Cela « constitue une provocation » et « les raisons invoquées pour manifester ne sont pas reconnues comme légitimes », assurait le gouvernement, rappelant le caractère « irrévocable » du système socialiste cubain, tel que défini dans la nouvelle Constitution adoptée en 2019.

« Un mensonge »

La même réponse a été donnée à La Havane et dans les six autres provinces (sur 15) de l’île (Holguin, Cienfuegos, Pinar del Rio, Las Tunas, Santa Clara et Guantanamo) où une demande de manifestation « contre la violence », pour « la libération des prisonniers politiques » et pour « le changement » avait été déposée.

Reproduites sur les réseaux sociaux, ces demandes invoquaient l’article 56 de la nouvelle Constitution, qui reconnaît le droit de réunion, de manifestation et d’association à des fins licites et pacifiques.

À Washington, le département d’État a réagi en appelant « le gouvernement à La Havane à respecter les libertés et les droits fondamentaux du peuple cubain ».

« L’interdiction d’une manifestation pacifique nous rappelle qu’il y a un peuple cubain qui paie très cher son combat pour la liberté, son combat pour la dignité », a estimé son porte-parole Ned Price, affirmant que ce qui s’est passé lors des manifestations historiques du 11 juillet et après « n’a rien à voir avec les États-Unis ».

En sortant de la réunion avec les autorités municipales, le metteur en scène Yunior Garcia, organisateur de la manifestation à La Havane, a rejeté les accusations des autorités cubaines : « Quoi que fasse le Cubain, ils disent toujours que l’idée est venue de Washington, c’est comme si on ne réfléchissait pas, comme si nous, les Cubains, n’avions pas de cerveau ».

« Évidemment que c’est un mensonge, il n’y a pas de preuves [d’un financement américain] et il n’y en aura jamais », a réagi dans une vidéo publiée sur Facebook Saily Gonzalez, organisatrice de la manifestation à Santa Clara (centre), dénonçant des menaces et coupures de l’internet contre plusieurs militants.

« Pas de violence »

Le gouvernement cubain, qui nie l’existence de prisonniers politiques à Cuba, considère comme illégale l’opposition, qu’il accuse d’être financée par Washington.

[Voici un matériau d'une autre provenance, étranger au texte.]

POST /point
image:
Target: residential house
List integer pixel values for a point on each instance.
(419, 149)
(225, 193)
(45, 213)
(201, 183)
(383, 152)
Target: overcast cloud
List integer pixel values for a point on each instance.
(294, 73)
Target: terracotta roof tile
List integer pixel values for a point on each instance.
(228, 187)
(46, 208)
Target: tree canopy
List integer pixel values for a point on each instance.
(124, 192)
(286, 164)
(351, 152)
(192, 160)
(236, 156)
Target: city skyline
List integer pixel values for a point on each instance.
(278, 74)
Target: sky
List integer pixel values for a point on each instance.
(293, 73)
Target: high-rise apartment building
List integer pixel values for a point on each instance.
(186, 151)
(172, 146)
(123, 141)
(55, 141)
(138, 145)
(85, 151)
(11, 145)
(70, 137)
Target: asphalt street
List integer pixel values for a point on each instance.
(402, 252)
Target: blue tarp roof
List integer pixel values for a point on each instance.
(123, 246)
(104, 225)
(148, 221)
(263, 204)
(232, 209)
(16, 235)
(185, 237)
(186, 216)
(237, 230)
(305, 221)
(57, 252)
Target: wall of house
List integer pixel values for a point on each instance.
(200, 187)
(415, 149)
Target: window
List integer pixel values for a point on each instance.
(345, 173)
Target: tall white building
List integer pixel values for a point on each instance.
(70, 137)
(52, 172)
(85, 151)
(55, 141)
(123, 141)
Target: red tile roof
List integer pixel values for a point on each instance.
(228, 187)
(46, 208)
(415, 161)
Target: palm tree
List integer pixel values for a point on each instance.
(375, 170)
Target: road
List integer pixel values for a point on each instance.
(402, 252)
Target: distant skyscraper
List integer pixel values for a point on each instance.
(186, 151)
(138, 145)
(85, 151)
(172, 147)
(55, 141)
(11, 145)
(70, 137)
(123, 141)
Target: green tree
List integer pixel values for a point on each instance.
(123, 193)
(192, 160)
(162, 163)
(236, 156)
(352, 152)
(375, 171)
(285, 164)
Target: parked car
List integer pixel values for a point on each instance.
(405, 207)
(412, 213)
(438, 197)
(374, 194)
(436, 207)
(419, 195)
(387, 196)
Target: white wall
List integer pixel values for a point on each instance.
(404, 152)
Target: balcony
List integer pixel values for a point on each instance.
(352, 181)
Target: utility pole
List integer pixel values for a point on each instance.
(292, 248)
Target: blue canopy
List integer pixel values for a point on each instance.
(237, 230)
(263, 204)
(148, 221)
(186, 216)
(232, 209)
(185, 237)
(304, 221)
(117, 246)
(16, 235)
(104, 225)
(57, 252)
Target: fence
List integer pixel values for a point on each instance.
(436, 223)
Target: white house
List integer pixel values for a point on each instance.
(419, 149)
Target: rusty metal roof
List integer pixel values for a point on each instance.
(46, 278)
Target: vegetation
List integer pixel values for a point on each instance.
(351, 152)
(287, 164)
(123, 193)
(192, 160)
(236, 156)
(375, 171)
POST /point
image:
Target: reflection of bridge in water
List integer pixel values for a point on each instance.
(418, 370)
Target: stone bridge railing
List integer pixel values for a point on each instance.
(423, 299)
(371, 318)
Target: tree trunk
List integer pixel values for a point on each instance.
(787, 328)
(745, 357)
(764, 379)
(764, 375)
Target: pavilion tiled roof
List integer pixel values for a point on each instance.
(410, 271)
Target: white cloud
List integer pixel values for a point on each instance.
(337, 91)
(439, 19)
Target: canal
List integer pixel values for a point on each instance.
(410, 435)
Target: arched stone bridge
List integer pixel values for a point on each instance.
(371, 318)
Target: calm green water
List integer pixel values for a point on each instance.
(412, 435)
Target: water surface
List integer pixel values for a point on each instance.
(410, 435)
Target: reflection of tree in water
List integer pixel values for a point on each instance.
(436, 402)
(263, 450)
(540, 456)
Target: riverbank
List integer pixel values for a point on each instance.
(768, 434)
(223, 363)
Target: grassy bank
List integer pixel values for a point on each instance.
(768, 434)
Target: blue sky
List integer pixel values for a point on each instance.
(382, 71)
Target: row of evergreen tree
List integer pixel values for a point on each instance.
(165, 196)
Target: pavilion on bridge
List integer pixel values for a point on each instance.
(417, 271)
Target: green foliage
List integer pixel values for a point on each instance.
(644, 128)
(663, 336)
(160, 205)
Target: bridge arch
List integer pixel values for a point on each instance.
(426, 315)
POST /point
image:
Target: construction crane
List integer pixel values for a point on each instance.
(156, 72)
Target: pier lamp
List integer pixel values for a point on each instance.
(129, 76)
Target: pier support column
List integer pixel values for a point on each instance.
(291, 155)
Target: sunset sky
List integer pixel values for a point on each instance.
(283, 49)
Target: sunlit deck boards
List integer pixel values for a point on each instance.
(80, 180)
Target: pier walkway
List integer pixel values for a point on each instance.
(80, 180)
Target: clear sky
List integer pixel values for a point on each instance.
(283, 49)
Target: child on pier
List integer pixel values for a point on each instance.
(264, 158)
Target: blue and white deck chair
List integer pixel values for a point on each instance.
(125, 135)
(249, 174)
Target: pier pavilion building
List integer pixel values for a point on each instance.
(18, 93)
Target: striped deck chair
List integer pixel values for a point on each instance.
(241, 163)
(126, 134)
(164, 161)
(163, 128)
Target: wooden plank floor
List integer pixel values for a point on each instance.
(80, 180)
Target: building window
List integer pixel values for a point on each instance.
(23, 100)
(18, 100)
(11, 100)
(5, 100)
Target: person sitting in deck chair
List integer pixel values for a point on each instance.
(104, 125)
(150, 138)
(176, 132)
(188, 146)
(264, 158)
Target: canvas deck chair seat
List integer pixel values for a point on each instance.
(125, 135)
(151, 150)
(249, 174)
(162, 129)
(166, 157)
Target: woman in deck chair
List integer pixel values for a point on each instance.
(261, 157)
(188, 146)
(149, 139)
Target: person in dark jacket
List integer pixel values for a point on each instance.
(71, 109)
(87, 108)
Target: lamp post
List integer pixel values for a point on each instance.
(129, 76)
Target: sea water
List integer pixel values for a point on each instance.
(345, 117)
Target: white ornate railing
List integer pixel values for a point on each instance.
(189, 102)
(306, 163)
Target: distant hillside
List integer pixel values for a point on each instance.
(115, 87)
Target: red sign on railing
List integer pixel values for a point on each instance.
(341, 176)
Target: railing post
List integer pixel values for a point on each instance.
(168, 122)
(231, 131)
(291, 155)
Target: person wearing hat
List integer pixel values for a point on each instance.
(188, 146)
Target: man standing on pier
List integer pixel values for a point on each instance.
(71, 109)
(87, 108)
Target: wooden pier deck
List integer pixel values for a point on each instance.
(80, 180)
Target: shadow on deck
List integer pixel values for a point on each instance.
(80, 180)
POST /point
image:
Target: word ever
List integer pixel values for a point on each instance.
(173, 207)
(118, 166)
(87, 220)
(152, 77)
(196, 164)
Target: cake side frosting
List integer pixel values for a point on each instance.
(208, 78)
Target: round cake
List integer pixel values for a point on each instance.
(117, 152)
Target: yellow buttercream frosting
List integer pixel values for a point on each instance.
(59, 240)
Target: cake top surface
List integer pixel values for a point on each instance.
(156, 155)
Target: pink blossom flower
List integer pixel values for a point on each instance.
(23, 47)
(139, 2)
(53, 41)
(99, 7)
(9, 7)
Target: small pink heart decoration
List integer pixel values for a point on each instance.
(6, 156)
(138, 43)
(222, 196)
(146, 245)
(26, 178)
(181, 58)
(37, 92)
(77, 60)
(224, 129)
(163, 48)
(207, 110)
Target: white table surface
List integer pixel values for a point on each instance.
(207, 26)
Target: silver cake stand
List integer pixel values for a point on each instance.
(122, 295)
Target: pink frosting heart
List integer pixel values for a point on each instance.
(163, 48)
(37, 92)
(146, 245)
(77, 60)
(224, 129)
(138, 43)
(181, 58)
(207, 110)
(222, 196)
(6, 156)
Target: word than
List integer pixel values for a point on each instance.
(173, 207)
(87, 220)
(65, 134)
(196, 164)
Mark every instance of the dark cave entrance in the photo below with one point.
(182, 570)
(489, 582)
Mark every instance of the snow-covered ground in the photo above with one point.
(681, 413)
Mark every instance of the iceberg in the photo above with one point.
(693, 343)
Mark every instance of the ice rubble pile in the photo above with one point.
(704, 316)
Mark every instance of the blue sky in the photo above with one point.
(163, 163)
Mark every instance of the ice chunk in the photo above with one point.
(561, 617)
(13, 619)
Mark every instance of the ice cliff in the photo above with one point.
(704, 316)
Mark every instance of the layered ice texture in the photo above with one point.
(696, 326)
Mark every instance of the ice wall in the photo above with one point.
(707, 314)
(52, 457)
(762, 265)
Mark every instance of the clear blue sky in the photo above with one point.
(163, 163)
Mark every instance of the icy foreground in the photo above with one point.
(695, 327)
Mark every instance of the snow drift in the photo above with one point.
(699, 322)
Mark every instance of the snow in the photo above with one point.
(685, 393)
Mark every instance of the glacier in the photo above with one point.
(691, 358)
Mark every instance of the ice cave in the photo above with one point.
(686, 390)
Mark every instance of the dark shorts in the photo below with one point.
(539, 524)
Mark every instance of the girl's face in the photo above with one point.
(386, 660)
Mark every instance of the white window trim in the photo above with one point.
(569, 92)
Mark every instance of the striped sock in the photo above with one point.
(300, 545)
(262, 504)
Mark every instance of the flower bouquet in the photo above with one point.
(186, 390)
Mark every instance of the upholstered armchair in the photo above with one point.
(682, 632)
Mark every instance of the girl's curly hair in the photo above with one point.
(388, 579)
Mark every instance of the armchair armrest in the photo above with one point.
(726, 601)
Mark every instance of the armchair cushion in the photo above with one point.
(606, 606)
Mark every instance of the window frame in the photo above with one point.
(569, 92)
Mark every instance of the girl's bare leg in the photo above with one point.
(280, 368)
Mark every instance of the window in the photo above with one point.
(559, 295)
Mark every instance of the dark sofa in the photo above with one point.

La manifestation était prévue initialement le 20 novembre, mais la semaine dernière, le gouvernement a décrété ce jour-là « Jour national de la Défense », précédé de deux journées d’exercices militaires.

« On ne pouvait pas être irresponsables, on ne voulait pas de violence, on ne voulait pas que les Cubains s’affrontent entre eux et on ne pouvait pas lancer les manifestants dans un combat dans la rue contre l’armée, qui pouvait réagir de façon violente », a expliqué Yunior Garcia.

Donc « le plus raisonnable était d’avancer la manifestation » au 15 novembre, jour de la réouverture de l’île au tourisme international.

Cuba avait été secoué le 11 juillet par des protestations de colère, dans une cinquantaine de villes de l’île, qui se sont soldées par un mort, des dizaines de blessés et plus d’un millier de détenus, dont plusieurs centaines restent emprisonnés.

Ces manifestations spontanées, inédites depuis la révolution de 1959, avaient eu lieu aux cris de « Nous avons faim », « À bas la dictature » et « Liberté », sur fond de grave crise économique, la pire depuis 30 ans.

Depuis, plusieurs figures de la dissidence ont été arrêtées, certains comme José Daniel Ferrer et Luis Manuel Otero Alcantara étant emprisonnés depuis le 11 juillet et d’autres, comme Manuel Cuesta Morua, Guillermo Fariñas et Berta Soler, ayant été relâchés après avoir été mis en garde sur leur appel à manifester.